Bailey Bariatric dietitian Rene Norman, RD/LD, shares a recipe to enjoy during the holidays without the added sugar.

Fresh cranberries finally arrived in the grocery store this past week.  I typically use some during the holidays and then freeze the rest to have throughout winter.  The cranberry is a native fruit to North America and is a super source of antioxidants.  Typical cranberry dishes offered during the holidays are laden with sugar.  A tablespoon of commercially prepared, jellied cranberry sauce has six grams of sugar - that’s a teaspoon and a half of sugar. 

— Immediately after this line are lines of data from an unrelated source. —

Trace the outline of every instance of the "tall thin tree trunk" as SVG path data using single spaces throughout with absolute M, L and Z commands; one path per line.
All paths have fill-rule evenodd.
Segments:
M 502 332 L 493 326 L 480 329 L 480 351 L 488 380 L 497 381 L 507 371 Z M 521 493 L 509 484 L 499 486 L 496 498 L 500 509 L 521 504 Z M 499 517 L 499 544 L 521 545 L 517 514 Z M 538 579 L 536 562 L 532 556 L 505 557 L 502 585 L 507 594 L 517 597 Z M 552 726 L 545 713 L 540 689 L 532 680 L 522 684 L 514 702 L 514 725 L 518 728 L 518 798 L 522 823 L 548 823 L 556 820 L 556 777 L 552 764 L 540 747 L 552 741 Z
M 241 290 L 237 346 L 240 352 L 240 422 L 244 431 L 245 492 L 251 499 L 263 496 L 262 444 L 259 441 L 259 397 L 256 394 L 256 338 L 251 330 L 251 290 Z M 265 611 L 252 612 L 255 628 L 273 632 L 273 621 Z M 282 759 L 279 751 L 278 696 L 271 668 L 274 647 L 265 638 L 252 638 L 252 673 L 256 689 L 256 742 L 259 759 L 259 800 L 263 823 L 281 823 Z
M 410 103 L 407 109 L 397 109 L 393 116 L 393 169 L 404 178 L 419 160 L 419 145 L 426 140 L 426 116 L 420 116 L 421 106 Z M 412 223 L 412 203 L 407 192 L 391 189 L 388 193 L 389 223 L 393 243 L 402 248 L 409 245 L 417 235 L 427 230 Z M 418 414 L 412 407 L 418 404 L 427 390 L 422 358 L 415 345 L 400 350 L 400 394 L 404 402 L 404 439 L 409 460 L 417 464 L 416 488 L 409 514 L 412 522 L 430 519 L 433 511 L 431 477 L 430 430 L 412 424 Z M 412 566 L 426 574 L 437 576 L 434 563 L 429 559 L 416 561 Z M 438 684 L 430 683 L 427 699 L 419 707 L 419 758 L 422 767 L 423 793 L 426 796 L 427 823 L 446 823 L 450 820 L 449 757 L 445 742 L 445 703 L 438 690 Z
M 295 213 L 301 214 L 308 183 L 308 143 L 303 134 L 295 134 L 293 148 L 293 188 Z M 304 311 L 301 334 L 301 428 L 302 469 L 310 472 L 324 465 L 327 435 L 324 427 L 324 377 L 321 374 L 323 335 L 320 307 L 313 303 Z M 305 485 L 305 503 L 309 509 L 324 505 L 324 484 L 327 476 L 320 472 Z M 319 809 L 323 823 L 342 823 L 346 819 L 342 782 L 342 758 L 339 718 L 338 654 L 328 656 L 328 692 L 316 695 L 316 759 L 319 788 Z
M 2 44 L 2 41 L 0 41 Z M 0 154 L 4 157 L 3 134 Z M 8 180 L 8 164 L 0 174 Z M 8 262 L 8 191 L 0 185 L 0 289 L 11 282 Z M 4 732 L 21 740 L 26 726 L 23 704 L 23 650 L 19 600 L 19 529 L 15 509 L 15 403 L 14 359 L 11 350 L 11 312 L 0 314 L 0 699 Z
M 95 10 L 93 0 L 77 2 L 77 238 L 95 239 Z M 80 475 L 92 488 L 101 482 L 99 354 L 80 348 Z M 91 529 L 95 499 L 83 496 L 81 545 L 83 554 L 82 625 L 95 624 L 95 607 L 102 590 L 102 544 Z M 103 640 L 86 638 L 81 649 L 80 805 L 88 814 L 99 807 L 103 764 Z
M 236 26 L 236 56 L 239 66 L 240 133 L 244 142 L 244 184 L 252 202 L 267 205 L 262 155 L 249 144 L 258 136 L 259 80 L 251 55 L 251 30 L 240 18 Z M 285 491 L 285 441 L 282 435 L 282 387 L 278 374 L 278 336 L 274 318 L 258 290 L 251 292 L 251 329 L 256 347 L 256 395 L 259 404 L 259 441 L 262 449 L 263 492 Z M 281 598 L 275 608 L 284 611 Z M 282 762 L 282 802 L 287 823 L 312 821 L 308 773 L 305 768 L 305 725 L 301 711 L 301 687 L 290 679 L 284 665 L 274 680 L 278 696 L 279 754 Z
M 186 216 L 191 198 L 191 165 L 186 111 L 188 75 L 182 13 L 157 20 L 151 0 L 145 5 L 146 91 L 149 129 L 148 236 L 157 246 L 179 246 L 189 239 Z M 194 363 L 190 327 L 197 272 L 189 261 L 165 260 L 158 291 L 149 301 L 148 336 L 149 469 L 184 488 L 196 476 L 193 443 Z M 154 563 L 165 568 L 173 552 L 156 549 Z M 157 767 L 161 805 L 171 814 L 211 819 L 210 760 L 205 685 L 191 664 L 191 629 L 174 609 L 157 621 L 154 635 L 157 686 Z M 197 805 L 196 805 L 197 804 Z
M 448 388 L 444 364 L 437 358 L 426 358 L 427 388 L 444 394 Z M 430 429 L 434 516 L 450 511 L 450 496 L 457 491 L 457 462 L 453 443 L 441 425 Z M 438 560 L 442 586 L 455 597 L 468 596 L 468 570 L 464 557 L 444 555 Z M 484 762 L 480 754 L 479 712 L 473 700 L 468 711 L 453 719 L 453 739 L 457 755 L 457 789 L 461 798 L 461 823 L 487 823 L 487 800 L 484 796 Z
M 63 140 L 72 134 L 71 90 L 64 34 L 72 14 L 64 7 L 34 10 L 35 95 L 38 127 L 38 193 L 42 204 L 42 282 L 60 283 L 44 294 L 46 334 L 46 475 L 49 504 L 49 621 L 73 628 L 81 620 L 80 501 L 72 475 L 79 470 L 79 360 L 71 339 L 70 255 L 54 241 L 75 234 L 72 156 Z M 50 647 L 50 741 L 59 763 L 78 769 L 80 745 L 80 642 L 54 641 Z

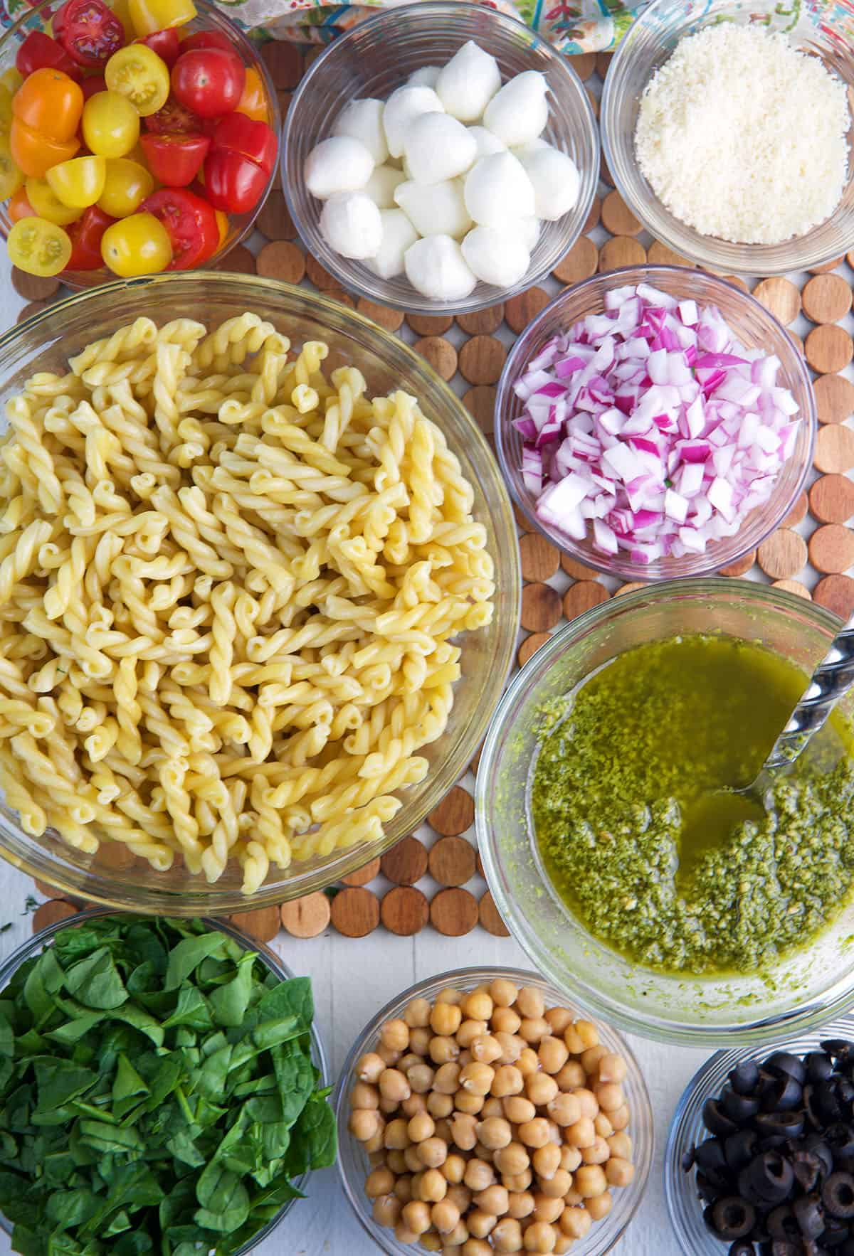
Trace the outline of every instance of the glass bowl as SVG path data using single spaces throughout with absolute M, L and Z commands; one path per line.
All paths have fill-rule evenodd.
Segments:
M 682 632 L 756 641 L 809 676 L 839 631 L 830 612 L 747 580 L 649 585 L 595 607 L 540 647 L 514 677 L 490 725 L 476 781 L 481 859 L 496 907 L 531 962 L 573 1004 L 662 1042 L 766 1042 L 854 1004 L 854 901 L 810 946 L 765 977 L 691 977 L 640 967 L 592 937 L 543 869 L 527 782 L 544 702 L 644 642 Z M 850 720 L 854 695 L 841 702 Z
M 531 252 L 531 265 L 512 288 L 478 283 L 458 301 L 435 301 L 416 291 L 406 275 L 381 279 L 364 263 L 342 257 L 320 234 L 322 202 L 303 181 L 305 158 L 332 134 L 344 106 L 358 97 L 384 99 L 423 65 L 442 65 L 467 40 L 491 53 L 502 79 L 539 70 L 549 80 L 549 123 L 545 139 L 569 153 L 581 186 L 575 207 L 556 222 L 544 222 Z M 294 93 L 281 136 L 281 186 L 290 215 L 309 252 L 359 296 L 402 310 L 467 314 L 524 293 L 554 270 L 581 234 L 599 181 L 599 134 L 584 84 L 570 58 L 515 18 L 486 5 L 426 0 L 393 8 L 359 23 L 318 57 Z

You can make your own cranberry sauce that is almost sugar free.  This cranberry sauce can also be stirred into light vanilla yogurts or blended with protein shakes.  You can also make cranberry vinegar by boiling half of a cup fresh or frozen cranberries with one cup of white wine vinegar.  Boil until the cranberries have popped.  Remove from the stove and let cool to room temperature.  Strain the mixture into a glass jar, cover and put in the refrigerator.  It will be thick, because of the fiber in the cranberries.

Add flavor to cooked vegetables by sprinkling with cranberry vinegar.  You can also use the cranberry vinegar to make a vinaigrette dressing.  The red color of the vinaigrette looks festive over green vegetables and salads.